" Osons un débat éclairé "

Niué sous le coup d’une fatca

Agnès Bénassy-Quéré

Agnès Bénassy-Quéré

J’espère que vous êtes au point sur la géographie du Pacifique sud. Vous situez sûrement Nauru, jolie petite île micronésienne de 9400 habitants. Mais sauriez-vous localiser Niué et ses 1500 habitants ? Non ? Allez, je vous aide : au Nord-Est de la Nouvelle Zélande, à environ 500 km de Tonga ? Si je m’intéresse à ces deux îles des antipodes, c’est qu’elles symbolisent l’échec de la lutte du G20 contre les paradis fiscaux. Rappelez-vous la déclaration solennelle des chefs d’Etats du G20 à Londres, en avril 2009 : « l’ère du secret bancaire est révolue ». Et de confier à l’OCDE la tâche de faire la chasse aux jardins d’Eden fiscaux. Quatre ans plus tard, il n’y a plus personne sur la liste noire de l’OCDE, et plus que Nauru et Niué sur la liste grise. Tous les autres s’en sont tirés. Facile : il suffit, pour quitter la liste, de conclure au moins 12 accords bilatéraux d’échange non- automatique d’information. Or, comme l’ont montré Niels Johannesen, de l’université de Copenhague, et Gabriel Zucman, de l’Ecole d’économie de Paris, ces traités bilatéraux conduisent les déposants cherchant la discrétion à déplacer leurs fonds vers d’autres paradis fiscaux plutôt qu’à sagement les rapatrier dans leur pays d’origine. Les traités bilatéraux peuvent aussi être contournés à l’aide de sociétés écrans. Non, décidément, ce n’est pas la bonne manière de procéder. Notre Ministre des finances l’a bien compris, appelant à une fatca européenne. Fatca ou fatwa ? De quoi s’agit-il ?

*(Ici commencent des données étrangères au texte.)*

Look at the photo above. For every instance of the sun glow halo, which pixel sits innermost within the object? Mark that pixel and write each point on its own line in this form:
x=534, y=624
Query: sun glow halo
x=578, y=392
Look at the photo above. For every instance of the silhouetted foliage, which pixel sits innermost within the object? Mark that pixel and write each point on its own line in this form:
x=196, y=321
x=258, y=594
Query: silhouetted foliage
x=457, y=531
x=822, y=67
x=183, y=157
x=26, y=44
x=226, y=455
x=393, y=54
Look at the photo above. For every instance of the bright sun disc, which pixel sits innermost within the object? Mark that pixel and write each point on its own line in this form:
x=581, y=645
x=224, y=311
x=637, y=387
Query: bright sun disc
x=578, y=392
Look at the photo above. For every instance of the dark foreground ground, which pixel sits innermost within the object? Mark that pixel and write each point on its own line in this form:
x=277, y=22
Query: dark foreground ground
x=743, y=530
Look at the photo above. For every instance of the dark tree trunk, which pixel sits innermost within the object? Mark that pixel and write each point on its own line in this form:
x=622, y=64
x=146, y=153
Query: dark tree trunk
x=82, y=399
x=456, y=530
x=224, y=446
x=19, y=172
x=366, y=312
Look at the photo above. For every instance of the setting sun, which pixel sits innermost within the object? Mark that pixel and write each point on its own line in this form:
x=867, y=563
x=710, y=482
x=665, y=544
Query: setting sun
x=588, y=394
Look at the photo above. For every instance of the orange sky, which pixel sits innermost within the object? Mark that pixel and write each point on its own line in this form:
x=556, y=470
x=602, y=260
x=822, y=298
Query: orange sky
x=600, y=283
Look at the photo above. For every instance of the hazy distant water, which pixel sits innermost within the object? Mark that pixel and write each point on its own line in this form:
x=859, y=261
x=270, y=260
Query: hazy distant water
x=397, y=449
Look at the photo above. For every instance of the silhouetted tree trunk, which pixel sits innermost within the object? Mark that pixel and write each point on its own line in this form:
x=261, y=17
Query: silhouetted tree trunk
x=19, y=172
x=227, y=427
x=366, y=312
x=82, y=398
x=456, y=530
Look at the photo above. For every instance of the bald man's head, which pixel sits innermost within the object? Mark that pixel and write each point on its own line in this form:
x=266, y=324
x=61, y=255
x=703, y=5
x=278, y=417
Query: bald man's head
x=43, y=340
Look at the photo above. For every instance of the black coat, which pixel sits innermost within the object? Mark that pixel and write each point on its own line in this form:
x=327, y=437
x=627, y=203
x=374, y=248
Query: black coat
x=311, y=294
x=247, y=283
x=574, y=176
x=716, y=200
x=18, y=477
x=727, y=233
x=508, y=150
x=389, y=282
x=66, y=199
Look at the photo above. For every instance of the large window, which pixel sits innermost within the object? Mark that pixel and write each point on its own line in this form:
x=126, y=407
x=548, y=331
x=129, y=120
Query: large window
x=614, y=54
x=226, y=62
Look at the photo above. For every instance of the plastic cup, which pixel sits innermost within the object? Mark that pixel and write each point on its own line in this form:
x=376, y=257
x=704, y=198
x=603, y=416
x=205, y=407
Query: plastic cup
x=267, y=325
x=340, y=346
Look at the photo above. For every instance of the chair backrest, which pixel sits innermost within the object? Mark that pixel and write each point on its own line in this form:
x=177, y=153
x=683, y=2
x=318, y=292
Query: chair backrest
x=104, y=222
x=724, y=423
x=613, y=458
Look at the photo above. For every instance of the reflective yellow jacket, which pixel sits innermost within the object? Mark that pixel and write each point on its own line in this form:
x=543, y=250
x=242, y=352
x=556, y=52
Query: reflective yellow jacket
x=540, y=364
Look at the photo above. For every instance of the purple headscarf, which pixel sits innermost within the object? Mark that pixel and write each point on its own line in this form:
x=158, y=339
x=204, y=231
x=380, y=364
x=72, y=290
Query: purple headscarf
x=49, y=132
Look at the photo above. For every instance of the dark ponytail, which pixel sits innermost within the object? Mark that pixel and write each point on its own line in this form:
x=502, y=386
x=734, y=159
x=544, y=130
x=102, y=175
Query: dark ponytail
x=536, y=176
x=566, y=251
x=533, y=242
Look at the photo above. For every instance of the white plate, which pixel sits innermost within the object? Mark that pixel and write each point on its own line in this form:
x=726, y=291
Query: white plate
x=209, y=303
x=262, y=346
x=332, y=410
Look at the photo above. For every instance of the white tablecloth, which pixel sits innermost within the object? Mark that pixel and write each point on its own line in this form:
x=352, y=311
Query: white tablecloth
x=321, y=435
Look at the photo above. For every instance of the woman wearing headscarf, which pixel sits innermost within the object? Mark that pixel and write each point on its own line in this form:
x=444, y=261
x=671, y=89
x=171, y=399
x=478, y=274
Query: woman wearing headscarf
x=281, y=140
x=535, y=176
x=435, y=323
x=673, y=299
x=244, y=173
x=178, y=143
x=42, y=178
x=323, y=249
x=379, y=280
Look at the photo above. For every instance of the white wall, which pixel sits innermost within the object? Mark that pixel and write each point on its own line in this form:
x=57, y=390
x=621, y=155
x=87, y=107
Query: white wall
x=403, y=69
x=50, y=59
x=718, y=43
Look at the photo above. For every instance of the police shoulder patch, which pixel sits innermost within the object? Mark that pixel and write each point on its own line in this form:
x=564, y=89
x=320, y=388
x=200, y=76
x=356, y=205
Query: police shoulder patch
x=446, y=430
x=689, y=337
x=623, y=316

FATCA signifie Foreign Account Tax Compliance Act, autrement dit loi sur la conformité fiscale des comptes à l’étranger. À partir de 2014, le fisc américain exigera de toutes les banques étrangères (par l’intermédiaire, le cas échéant, de leurs propres administrations fiscales), de révéler l’identité de tous les déposants américains pour des montants de 50 000 dollars ou plus. Concrètement, cela signifie que si Mr Johnson, citoyen américain, a un compte de 51 000 dollars chez UBS, cette information sera automatiquement transmise à l’administration fiscale américaine. En cas de manquement, la banque se verra appliquer une taxe de 30% sur toutes ses transactions vers les Etats-Unis – une menace dissuasive.

Si les Etats-Unis ont pu imposer une mesure aussi drastique, c’est en raison de leur poids économique et financier : aucune banque ne peut se couper du marché américain. Mieux vaut obtempérer, même si c’est coûteux. Pourquoi les Européens n’ont-ils pas fait pareil ? Tout simplement, parce que l’Europe est un grand pays qui s’ignore. Avant d’imposer une fatca au reste du monde, il faudrait déjà faire respecter la directive européenne de 2003, qui prévoit, au terme d’une période transitoire, l’échange automatique de certaines informations entre Etats membres, y compris l’Autriche et le Luxembourg. Mais la transition s’éternise. Par ailleurs, les questions fiscales se décident en Europe selon la règle de l’unanimité. Divisés, les pays européens négocient alors un par un avec les paradis fiscaux, comme des petits pays plutôt que comme une grande puissance. Mais la fatca américaine va nous aider : si les banques luxembourgeoises et autrichiennes lèvent le secret bancaire pour les américains, elles seront obligées de le faire aussi pour les Européens. Restera à convaincre Bermudes, Barbade et la petite Niué.